03 October 2014

Remember Keating: A Five-Year Retrospective, Part 5

This is the fifth part in a six-part series. Read Part 1. Read Part 2. Read Part 3. Read Part 4. Read Part 6.

Five soldiers were pinned down in a Humvee on the COP. The insurgents who were firing a seemingly endless supply of small arms rounds and rocket-propelled grenades had obviously studied how to disable the Americans’ best positions.

The soldiers—SGT Justin Gallegos, SGT Vernon Martin, SGT Brad Larson, SPC Stephan Mace, and SPC Ty Carter—understood they might die trying to escape, or would certainly die if they remained in the truck. Planning their egress, they made their move. Gallegos, Mace, and Martin were all hit immediately. Carter and Larson ran back to the truck. Mace was wounded by both RPG and small arms fire.  As he lay on the ground, bleeding and more exposed than ever, Mace tried to crawl on his elbows toward the Humvee. Carter saw him about fifteen yards away.

SPC Ty Carter
"I’m going to go get him," Carter told Larson. "No," the sergeant replied. "I can see him, he’s right there," Carter insisted. "You’re no good to him dead," was the reply from the senior soldier. They argued, and Carter continued to plea. Eventually, Larson consented, and Carter went out again to administer aid. The two soldiers carried Mace back into the Humvee under fire, and later to the aid station.

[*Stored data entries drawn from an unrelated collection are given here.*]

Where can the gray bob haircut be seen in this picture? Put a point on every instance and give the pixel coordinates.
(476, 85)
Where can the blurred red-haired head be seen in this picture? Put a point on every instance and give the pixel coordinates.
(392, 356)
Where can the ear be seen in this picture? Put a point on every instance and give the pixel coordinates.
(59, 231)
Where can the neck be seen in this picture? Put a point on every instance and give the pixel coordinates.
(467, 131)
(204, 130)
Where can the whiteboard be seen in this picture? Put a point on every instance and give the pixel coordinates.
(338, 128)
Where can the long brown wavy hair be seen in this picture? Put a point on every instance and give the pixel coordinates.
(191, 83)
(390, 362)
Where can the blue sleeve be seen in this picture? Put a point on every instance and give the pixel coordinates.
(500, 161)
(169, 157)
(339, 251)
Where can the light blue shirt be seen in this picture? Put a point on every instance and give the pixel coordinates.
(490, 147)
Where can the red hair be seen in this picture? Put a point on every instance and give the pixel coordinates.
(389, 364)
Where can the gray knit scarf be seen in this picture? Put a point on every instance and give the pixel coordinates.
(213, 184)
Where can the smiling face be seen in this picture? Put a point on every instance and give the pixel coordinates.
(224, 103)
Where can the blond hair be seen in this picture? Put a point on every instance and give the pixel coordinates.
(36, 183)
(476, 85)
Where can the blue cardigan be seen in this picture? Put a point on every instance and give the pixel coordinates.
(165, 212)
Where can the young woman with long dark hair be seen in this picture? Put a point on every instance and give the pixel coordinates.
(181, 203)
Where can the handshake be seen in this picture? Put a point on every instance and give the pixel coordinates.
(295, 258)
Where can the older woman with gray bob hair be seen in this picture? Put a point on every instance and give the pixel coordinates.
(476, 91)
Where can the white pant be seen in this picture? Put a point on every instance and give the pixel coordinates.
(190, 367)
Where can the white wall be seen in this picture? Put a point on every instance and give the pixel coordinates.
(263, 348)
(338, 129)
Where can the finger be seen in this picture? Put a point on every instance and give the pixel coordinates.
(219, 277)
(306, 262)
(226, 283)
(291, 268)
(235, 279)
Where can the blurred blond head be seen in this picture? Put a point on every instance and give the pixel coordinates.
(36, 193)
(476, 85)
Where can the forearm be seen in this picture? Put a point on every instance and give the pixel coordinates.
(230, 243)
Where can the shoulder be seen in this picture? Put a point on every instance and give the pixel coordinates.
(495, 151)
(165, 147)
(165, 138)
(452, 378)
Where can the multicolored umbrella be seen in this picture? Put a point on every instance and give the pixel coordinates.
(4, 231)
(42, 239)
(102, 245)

Perhaps the most conspicuous, and romanticized, element of the Warrior Ethos in the popular imagination of "leave no man behind." Carter’s persistence and selflessness would earn him the Medal of Honor; at the presentation ceremony, President Obama described Carter’s actions as "the story... of what our troops do for each other," explaining that "he displayed the essence of true heroism— "not the urge to surpass all others at whatever cost, but the urge to serve others at whatever cost."

"I will never leave a fallen comrade" expresses two truisms that make soldiers more effective in combat: one, they have received training aligned to social cohesion that helps them enact it, and two, they are imbued with the trust that makes the enactment natural. Both phenomena are evident on the battlefield in cases like Carter rescuing Mace and in the anecdote that began this paper.

Mission Statements serve to focus purpose and create organizational unanimity of goals. In this way, they help an organization allocate resources to for “translating organizational objectives into a work structure so that time, cost and performance parameters can be assessed and controlled.” . In the Army, soldiers are systematically trained to leave nobody behind. While the ethos of rescuing fallen soldiers is not new, its inclusion in a written mission statement as the ultimate line of the Warrior Ethos has encouraged the Army to explicitly incorporate it into large programs, such as Combat Life Saver, begun in 2007.

Perhaps a more elemental dimension of the leave nobody behind ethos is the trust that it instills in soldiers. Sociologists refer to trust in military action as social or unit cohesion, and its power is well documented. Interestingly, trust comes from drill—time spent on organizational action—by unit members acting together. Perhaps counter intuitively, then, drill and rehearsal don’t have as primary benefits preparation for a particular course of action, but to instill trust. Wong, et al., found that soldiers feel empowered to do their jobs when they believe that their team mates support them and will keep them safe.

Trust on the battlefield runs deep, as evident from Romesha’s emotional recollection of his own decision during the Battle of COP Keating. In an interview with Romesha on the eve of the Soldier’s Medal of Honor ceremony, Tapper asked about the importance of the Warrior Ethos:
"Tell me why it’s so important to you that the enemy not get their hands on a dead American soldier. Why does that thought bother you so much?"
Romesha: "Cause they’re ours. I mean, to give closure to the family, you know to have their son one more time. We’re not going to leave someone behind. Never gonna do it."
Perhaps this sentiment precedes action, to some degree, but it is justified and intensified after action. Carter didn’t have any particular fondness for Mace, but said in hindsight that he had to risk his life to save his team mate because they were both soldiers.

It was the ethos in action.


The above was adapted from a paper I submitted in a doctoral seminar in organizational communication. The paper was titled, "More than Mere Words: Enacting the Warrior Ethos in Combat."

Quotes from the Soldiers are taken from The Outpost: An Untold Story of American Valor by the eminent Jake Tapper. References to enactment, sensemaking, and other social psychology ideas are mainly from the various works of Karl E. Weick.